Wilson joined 12 other exonerated death-row inmates and members of Witness to Innocence yesterday in front of the District Attorney's Office in Center City to draw attention to the issues surrounding the death penalty.
Witness to Innocence was founded in 2005 to "raise the voice of these survivors and provide a network of support," said Kurt Rosenberg, the group's executive director.
Death sentences have dropped nationally since the 1990s, according to Richard Dieter, executive director of the Death Penalty Information Center.
Dieter attributes the decline to factors including awareness of potential sentencing, the option of life without parole, decreased chances of prosecutors winning death sentences and possibly the recession.
It costs an estimated $3 million to get one death sentence, Dieter said, including trials and appeals.
Since 1976, Pennsylvania has only executed three people and six men have been released from the state's death row, according to the DPIC.
As of Oct. 1, 2009, Pennsylvania had the fourth-largest death-row population in the country with 223 inmates, according to the DPIC.

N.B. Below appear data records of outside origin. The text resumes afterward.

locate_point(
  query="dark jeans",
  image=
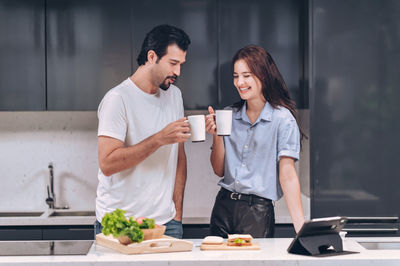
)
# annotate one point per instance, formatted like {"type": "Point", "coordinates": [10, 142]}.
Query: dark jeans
{"type": "Point", "coordinates": [248, 214]}
{"type": "Point", "coordinates": [174, 228]}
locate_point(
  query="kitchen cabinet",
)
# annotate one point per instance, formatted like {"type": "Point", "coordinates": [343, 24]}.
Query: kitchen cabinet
{"type": "Point", "coordinates": [68, 232]}
{"type": "Point", "coordinates": [8, 233]}
{"type": "Point", "coordinates": [22, 55]}
{"type": "Point", "coordinates": [88, 51]}
{"type": "Point", "coordinates": [49, 232]}
{"type": "Point", "coordinates": [354, 110]}
{"type": "Point", "coordinates": [66, 54]}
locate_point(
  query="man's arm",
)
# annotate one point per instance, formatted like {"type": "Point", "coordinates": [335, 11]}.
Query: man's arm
{"type": "Point", "coordinates": [114, 157]}
{"type": "Point", "coordinates": [180, 182]}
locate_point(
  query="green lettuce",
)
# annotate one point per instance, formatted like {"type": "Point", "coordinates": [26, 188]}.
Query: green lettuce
{"type": "Point", "coordinates": [116, 224]}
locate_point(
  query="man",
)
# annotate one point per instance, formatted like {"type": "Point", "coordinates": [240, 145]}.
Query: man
{"type": "Point", "coordinates": [141, 134]}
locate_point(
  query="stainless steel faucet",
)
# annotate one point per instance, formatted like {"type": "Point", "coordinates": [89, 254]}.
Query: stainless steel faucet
{"type": "Point", "coordinates": [51, 196]}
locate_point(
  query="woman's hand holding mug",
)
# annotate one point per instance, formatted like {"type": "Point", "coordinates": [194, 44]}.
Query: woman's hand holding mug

"Many more people continue to sit on death row in this state, and I think it would be naive to think that some of them aren't there for crimes they did not commit," Wilson said.
Nearly 70 percent of those on death row in Pennsylvania are people of color, and more than 90 percent could not afford a lawyer for their initial trial.
District Attorney Seth Williams said during his campaign last year that he envisions a criminal-justice system without the death penalty.
James "Bo" Cochran spent 19 years on Alabama's death row, went through four trials and five attorneys until a group of attorneys from Drinker, Biddle & Reath, based in Berwyn, helped to overturn his conviction. Cochran had been charged with the murder of a grocery store manager and sentenced to death in 1976, but in 1997 he was acquitted of all charges.
Yesterday, Cochran traveled from Alabama to Center City to tell his story.
"I cried. I did a lot of crying," he said. "I knew I hadn't did what they said I did."